Laura Kipnis recounts how she got involved with Rebind, an AI-powered service that seasons public domain classics with original human commentary so that readers can not just read, but be in conversation with a book. This service sprouted out of a plumbing magnate John Dubuque’s desire to better understand weighty tomes like Being and Time by Martin Heidegger and Process and Reality by Alfred North Whitehead.

My role, the email explained, would involve recording original commentary on a “great book”—Clancy suggested Romeo and Juliet, though it could be any classic in the public domain. This commentary would somehow be implanted in the text and made interactive: Readers would be able to ask questions and AI-me would engage in an “ongoing conversation” with them about the book. We’d be reading buddies. Proposing me for Romeo and Juliet did strike me as subversively funny—my “expertise” on romantic tragedy consists of having once written a somewhat controversial anti-marriage polemic titled Against Love. I’ve also written, a bit ironically, about the muddle of sexual consent codes, which I supposed could prove relevant. Juliet was, after all, only 13. These days, Romeo (probably around 16—we’re not precisely told) would risk being called a predator.

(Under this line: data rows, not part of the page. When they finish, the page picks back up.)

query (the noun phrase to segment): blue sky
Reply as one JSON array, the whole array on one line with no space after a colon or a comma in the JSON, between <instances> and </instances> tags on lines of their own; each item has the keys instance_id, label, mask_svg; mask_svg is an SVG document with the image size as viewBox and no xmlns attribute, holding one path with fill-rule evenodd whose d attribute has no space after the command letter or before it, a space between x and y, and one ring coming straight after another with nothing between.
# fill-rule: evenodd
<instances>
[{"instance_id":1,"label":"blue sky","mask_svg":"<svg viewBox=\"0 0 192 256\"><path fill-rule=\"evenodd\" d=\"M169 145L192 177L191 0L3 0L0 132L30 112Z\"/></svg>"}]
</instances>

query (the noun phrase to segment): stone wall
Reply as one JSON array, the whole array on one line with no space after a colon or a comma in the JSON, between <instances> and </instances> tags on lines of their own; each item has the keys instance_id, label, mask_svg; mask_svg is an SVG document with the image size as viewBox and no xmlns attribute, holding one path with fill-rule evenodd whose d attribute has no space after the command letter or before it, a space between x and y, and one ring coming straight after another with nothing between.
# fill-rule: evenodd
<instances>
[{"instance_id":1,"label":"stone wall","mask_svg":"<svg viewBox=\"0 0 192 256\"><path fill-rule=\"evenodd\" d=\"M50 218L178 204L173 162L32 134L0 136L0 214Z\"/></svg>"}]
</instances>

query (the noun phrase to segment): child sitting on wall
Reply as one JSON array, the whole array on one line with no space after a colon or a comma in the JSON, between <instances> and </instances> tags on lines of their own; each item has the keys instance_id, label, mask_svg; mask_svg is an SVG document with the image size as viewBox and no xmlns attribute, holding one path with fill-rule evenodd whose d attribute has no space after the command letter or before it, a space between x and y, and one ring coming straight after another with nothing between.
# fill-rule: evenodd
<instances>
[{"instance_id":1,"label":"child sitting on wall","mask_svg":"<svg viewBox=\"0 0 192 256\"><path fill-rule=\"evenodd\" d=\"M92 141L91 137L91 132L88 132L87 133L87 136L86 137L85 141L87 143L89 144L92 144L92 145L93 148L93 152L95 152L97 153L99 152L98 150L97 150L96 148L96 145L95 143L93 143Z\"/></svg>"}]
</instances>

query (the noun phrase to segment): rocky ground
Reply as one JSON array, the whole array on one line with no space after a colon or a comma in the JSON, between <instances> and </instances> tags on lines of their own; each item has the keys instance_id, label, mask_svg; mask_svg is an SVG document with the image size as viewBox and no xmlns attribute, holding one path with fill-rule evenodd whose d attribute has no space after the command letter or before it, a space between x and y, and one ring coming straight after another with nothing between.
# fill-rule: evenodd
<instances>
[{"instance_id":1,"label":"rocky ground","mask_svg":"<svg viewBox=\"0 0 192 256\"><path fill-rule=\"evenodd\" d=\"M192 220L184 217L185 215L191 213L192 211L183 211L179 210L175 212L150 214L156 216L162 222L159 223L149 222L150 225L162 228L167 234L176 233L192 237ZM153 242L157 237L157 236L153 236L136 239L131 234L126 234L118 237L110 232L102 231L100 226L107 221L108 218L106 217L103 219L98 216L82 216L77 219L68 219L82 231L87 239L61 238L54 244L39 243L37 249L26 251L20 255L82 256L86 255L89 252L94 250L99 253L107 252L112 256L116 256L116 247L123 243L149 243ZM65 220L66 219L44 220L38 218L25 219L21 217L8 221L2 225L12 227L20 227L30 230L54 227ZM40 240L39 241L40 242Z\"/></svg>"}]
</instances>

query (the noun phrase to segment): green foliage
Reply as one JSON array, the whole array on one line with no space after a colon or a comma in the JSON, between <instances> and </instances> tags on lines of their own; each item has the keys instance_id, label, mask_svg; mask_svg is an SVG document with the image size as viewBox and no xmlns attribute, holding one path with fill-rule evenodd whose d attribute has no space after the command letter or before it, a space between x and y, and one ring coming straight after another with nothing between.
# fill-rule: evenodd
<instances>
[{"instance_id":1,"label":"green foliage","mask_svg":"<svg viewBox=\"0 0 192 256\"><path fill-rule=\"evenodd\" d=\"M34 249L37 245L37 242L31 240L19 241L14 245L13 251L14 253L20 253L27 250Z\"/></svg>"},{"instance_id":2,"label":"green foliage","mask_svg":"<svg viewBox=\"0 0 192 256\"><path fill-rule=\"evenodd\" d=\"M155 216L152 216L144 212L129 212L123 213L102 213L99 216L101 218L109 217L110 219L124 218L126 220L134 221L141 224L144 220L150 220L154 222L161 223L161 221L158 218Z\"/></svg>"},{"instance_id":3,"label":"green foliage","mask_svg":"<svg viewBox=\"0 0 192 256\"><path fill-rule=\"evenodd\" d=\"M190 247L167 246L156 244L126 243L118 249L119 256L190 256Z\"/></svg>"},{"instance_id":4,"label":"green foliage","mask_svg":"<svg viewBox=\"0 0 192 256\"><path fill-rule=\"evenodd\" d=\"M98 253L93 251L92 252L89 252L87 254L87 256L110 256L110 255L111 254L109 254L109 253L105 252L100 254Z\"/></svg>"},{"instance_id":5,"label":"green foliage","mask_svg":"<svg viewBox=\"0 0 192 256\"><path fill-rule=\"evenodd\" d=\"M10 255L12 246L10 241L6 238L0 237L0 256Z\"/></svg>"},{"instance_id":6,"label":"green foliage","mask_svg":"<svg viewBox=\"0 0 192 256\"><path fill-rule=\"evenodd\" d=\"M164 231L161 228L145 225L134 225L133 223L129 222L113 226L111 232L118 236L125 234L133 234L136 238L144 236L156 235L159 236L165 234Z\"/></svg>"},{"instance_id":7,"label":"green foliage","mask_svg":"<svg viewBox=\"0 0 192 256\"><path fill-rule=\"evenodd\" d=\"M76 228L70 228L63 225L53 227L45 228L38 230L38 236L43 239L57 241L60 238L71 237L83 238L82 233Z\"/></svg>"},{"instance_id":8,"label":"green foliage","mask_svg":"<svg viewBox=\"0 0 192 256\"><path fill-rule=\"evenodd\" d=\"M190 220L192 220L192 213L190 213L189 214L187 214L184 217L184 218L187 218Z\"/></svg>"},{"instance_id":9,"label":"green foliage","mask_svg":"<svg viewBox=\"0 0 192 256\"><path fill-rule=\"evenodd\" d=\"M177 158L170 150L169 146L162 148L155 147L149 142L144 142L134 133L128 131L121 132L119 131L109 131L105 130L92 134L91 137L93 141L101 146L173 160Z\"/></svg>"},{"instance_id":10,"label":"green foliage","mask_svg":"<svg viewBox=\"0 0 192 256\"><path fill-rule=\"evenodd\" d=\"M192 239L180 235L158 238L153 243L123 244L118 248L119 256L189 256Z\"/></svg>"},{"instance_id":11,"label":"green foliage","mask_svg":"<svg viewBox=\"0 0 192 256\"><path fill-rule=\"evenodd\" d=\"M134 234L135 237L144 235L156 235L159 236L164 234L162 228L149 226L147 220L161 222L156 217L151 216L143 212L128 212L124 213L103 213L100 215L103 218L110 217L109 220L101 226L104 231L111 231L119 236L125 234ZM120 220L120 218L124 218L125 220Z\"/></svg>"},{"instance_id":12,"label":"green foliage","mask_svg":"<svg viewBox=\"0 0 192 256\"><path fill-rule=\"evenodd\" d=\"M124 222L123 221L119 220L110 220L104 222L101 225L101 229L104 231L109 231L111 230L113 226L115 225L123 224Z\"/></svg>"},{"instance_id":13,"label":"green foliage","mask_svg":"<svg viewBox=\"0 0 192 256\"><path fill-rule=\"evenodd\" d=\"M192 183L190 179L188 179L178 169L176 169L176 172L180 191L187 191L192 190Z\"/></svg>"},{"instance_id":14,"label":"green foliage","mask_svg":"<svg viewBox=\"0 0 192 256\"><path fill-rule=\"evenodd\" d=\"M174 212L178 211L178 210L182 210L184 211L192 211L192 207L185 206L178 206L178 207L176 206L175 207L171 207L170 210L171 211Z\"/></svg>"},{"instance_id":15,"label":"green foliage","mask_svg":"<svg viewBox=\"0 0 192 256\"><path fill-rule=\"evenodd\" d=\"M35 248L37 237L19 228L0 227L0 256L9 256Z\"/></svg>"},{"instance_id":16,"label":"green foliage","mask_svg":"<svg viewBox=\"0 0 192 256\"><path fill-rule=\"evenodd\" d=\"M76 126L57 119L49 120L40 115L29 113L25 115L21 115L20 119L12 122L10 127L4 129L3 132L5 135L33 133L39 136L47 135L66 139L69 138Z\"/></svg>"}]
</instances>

The Rebind catalog is evolving by the day: James Wood (Chekhov), Margaret Atwood (Tale of Two Cities), and Marlon James (Huck Finn) have recently been added. Dubuque and Kaag had been thinking mainly about philosophy titles, until they realized how many different kinds of books and conversations there could be. Which was when they realized how big Rebind could be: “Not just big,” Dubuque said, “but a landmark event.” The spiritual category will be especially huge, he thinks: Currently contracted luminaries include Deepak Chopra and Bessel van der Kolk, the trauma expert who wrote The Body Keeps the Score—five years on the bestseller list. They will also, of course, Rebind the Bible, probably from multiple vantages.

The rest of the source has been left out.